Phaeodactylum tricornutum is a diatom. It is the only species in the genus Phaeodactylum. Unlike other diatoms P. tricornutum can exist in different morphotypes (fusiform, triradiate, and oval), and changes in cell shape can be stimulated by environmental conditions. This feature can be used to explore the molecular basis of cell shape control and morphogenesis. Unlike most diatoms P. tricornutum can grow in the absence of silicon, and the biogenesis of silicified frustules is facultative. This provides opportunities for experimental exploration of silicon-based nanofabrication in diatoms.
Another peculiarity is that during asexual reproduction the frustules do not appear to decrease in size.
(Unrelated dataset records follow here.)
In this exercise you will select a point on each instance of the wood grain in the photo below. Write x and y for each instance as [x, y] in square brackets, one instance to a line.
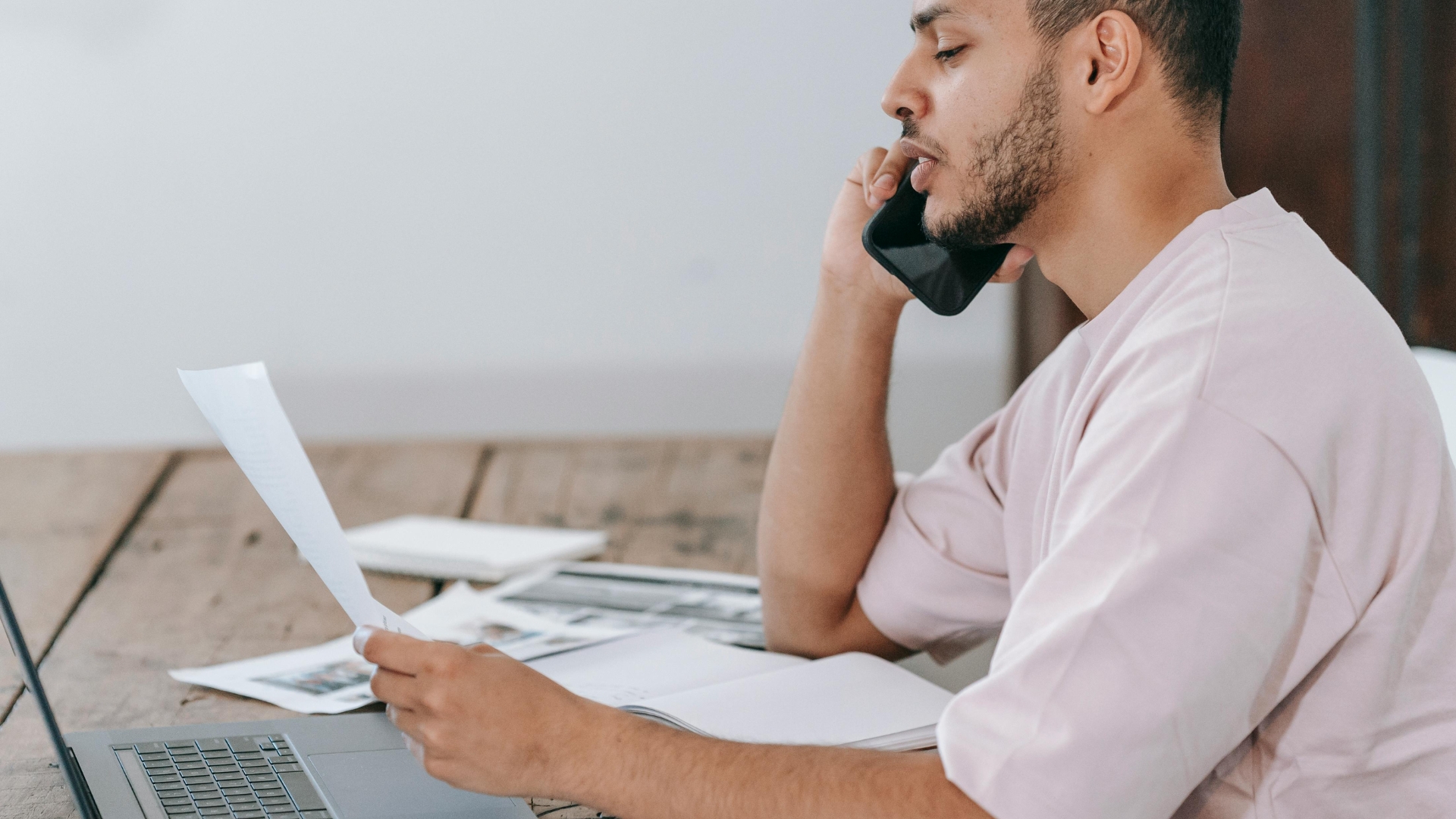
[209, 576]
[58, 521]
[685, 503]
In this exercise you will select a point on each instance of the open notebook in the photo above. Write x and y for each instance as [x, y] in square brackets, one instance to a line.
[745, 695]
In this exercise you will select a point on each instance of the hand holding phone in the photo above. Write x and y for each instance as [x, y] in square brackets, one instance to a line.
[944, 280]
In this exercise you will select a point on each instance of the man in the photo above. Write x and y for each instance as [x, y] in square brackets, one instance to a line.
[1215, 529]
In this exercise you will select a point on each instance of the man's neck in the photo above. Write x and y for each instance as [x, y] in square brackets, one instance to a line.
[1106, 226]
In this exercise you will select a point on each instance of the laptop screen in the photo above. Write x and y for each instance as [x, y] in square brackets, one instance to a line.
[33, 681]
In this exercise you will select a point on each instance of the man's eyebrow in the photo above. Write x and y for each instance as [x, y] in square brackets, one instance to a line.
[929, 15]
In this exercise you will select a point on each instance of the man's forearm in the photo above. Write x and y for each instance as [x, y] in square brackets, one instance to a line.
[650, 771]
[830, 479]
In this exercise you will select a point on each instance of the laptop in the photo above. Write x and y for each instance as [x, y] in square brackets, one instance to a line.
[344, 767]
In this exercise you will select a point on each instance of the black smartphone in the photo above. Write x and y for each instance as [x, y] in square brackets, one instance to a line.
[944, 280]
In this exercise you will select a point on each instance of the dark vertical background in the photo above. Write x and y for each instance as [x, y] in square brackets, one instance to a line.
[1291, 130]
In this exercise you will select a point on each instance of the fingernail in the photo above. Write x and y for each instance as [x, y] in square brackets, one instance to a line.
[362, 635]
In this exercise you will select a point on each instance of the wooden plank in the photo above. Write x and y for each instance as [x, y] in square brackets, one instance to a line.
[528, 484]
[705, 515]
[209, 576]
[61, 515]
[692, 503]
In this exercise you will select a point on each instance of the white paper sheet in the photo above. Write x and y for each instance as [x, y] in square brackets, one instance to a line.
[471, 550]
[655, 664]
[840, 700]
[720, 607]
[331, 678]
[245, 413]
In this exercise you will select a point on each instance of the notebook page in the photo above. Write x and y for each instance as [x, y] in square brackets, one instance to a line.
[655, 664]
[833, 701]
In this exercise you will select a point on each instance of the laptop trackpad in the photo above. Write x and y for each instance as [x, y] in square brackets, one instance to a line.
[391, 784]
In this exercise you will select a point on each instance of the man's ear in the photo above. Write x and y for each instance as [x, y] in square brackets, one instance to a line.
[1111, 53]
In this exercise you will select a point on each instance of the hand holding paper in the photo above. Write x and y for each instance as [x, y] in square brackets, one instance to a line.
[245, 413]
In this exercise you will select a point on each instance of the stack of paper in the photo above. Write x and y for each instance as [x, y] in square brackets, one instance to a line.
[468, 550]
[849, 700]
[331, 678]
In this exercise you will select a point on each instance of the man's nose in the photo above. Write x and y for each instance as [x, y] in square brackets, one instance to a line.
[905, 98]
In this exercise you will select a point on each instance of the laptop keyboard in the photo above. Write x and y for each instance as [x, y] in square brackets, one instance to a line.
[243, 777]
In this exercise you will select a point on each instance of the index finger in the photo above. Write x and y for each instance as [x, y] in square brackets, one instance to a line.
[881, 183]
[389, 651]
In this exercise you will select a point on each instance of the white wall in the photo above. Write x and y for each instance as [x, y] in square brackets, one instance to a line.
[441, 218]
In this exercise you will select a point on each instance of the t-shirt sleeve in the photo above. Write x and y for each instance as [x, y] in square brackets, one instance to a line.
[1156, 632]
[938, 576]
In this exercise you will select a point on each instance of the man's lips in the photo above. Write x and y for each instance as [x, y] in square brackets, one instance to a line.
[921, 175]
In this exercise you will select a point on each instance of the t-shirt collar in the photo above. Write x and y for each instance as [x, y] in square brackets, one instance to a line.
[1247, 209]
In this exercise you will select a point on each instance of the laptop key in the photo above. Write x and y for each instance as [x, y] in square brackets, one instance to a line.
[302, 792]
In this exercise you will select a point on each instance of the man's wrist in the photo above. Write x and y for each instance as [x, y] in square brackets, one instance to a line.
[865, 302]
[585, 761]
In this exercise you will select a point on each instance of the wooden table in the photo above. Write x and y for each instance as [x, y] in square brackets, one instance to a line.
[126, 564]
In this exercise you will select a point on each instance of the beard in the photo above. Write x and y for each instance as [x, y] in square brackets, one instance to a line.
[1017, 168]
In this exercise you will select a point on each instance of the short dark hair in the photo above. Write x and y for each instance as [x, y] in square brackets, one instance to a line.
[1196, 39]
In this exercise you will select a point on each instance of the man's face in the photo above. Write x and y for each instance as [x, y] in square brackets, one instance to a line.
[979, 101]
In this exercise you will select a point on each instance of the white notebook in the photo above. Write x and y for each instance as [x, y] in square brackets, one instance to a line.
[468, 550]
[745, 695]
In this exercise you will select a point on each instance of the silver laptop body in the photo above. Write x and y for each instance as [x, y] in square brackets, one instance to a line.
[344, 767]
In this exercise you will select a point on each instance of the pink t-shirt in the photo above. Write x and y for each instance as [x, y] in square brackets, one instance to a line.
[1215, 531]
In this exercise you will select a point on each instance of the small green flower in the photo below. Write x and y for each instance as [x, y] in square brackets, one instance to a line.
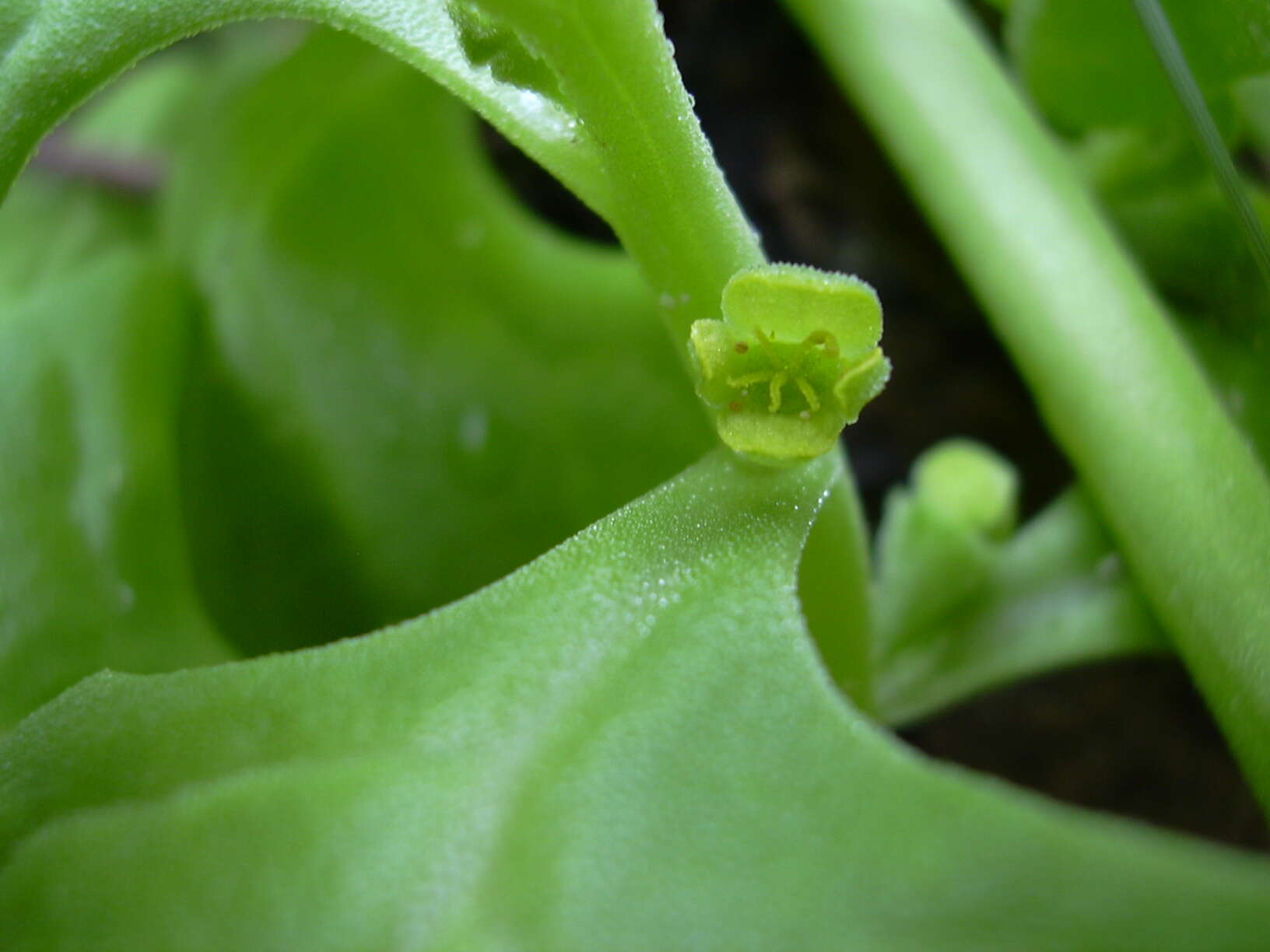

This allows continuous culture without the need for sexual reproduction. In fact it is unknown if P. tricornutum is capable of sexual reproduction. To date no substantial evidence has been found to support sexual reproduction in a laboratory or other setting. Despite the fact that P. tricornutum can be considered an atypical pennate diatom it is one of the main diatom model species. A transformation protocol has been established and RNAi vectors are available. This greatly facilitates molecular genetic studies.
Phaeodactylum tricornutum is one of two diatoms to have its genome sequenced (the other being Thalassiosira pseudonana). The genome contains approximately 10% prokaryote like genes, an unusually large proportion. Over 30000 expressed sequence tags (ESTs) have been organized into the Diatom EST Database.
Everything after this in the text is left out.